Moreover, there is some lovely physics here. Consider the square norm of the state vector $X$; it is $E = \frac{1}{2}\,\langle X,\,X\rangle = \frac{1}{2}(x^2 + v^2)$ and you can immediate deduce from (1) that
$$\dot{E} = \langle X,\,\dot{X}\rangle = X^T\,\dot{X} = -\omega\,X^T \,i\, X = 0\tag{4}$$
This has two interpretations. Firstly, $E$ is the total energy of the system, partitioned into potential energy $\frac{1}{2}\,x^2$ and kinetic $\frac{1}{2}\,v^2$. Secondly, (4) shows that the state vector, written as Cartesian components, follows the circle $x^2+v^2=2\,E$ and indeed this motion is uniform circular motion of $\omega$ radians per unit time. So that simple harmonic motion is the motion of any Cartesian component of uniform circular motion.

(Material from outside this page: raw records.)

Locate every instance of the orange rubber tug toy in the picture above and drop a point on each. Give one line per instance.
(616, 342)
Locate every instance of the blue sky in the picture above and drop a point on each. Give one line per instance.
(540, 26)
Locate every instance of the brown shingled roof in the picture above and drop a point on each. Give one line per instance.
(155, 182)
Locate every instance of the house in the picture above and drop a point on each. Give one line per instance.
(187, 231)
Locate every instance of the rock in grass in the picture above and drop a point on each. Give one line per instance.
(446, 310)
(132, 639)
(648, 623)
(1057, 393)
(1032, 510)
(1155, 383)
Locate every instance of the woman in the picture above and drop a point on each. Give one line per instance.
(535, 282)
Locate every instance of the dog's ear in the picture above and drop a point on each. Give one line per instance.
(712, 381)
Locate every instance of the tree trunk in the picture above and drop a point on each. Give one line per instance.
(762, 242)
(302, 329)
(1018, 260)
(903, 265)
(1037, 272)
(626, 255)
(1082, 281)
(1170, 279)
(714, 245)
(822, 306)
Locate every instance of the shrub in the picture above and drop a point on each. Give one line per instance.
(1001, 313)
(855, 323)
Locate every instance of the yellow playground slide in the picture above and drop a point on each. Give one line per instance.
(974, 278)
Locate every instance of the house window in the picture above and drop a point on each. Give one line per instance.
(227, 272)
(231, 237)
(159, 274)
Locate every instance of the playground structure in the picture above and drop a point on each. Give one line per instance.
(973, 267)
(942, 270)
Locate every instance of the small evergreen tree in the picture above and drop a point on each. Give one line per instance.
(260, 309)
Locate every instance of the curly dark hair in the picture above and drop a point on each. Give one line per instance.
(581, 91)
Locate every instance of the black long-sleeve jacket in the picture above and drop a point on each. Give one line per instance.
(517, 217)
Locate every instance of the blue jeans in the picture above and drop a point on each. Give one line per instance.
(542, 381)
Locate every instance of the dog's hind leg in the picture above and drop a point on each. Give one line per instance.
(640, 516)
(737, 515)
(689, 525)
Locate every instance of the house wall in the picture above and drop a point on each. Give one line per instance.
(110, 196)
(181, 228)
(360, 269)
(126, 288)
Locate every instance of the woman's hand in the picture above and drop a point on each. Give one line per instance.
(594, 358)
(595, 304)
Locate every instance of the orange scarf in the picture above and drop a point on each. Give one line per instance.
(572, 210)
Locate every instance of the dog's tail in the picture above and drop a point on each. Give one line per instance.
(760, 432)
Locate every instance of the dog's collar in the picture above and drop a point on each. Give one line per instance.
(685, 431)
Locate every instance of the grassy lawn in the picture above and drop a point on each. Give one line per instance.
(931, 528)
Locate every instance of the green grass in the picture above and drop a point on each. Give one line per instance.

You could also solve the problem by beginning with (1), deducing (4) and then make the substition
$$x=\sqrt{2\,E}\,\cos(\theta(t));\quad\, v=\sqrt{2\,E}\,\sin(\theta(t))\tag{5}$$
which is validated by the conservation law $x^2+v^2=2\,E$ with $\dot{E}=0$. Then substitute $x$ back into the original SHM equation to deduce that
$$\theta(t) = \pm\omega\,t+\theta(0)\tag{6}$$
Best Answer
Consider the superposition of two simple harmonic motions \begin{equation} x(t) = x_1(t) + x_2(t) = A_1 \cos \left( \omega_1 t + \phi_1 \right) + A_2 \cos \left( \omega_2 t + \phi_2 \right). \end{equation} The first motion $x_1(t)$ is periodic with period $T_1 = \frac{2\pi}{\omega_1}$ and the second motion $x_2(t)$ is periodic with period $T_2 = \frac{2\pi}{\omega_2}$. Clearly the sum of both is only periodic if $n T_1 = m T_2$ where $n$ and $m$ are positive integers (thanks to user fibonatic for pointing out the most general case). To see this, simply write \begin{equation} x\left(t+nT_1\right) = x_1\left(t+nT_1\right) + x_2\left(t+mT_2\right) = x_1(t) + x_2(t) = x(t). \end{equation}
Moreover if the period of both harmonic motions is the same $\omega_1 = \omega_2 = \omega$, we can write \begin{align} x(t) & = A_1 \left[ \cos(\omega t) \cos \phi_1 - \sin(\omega t) \sin \phi_1 \right] + A_2 \left[ \cos(\omega t) \cos \phi_2 - \sin(\omega t) \sin \phi_2 \right] \\ & = \left[ A_1 \cos \phi_1 + A_2 \cos \phi_2 \right] \cos(\omega t) - \left[ A_1 \sin(\phi_1) + A_2 \sin \phi_2 \right] \sin(\omega t) \\ & = A \cos \left( \omega t + \phi \right), \end{align} where used the sum rule $\cos\left( \alpha + \beta \right) = \cos \alpha \cos \beta - \sin \alpha \sin \beta$, and we defined \begin{align} A \cos \phi & = A_1 \cos \phi_1 + A_2 \cos \phi_2 \\ A \sin \phi & = A_1 \sin \phi_1 + A_2 \sin \phi_2 . \end{align} This can be generalized to an arbitrary sum of harmonic motions with the same period: \begin{equation} \sum_i A_i \cos \left( \omega t + \phi_i \right) = A \cos \left( \omega t + \phi \right). \end{equation} Another way to understand this, is to note that the harmonic equation is a linear differential equation; any linear combination of solutions is also a solution.
Conclusion
The sum of two harmonic motions with frequencies $\omega_1$ and $\omega_2$ is periodic if the ratio $\frac{\omega_1}{\omega_2}$ is a positive rational number. If the ratio is irrational, the resulting motion is not periodic.
If, moreover, the frequencies of the two harmonic motions are equal, the resulting motion is also a harmonic motion with the same frequency.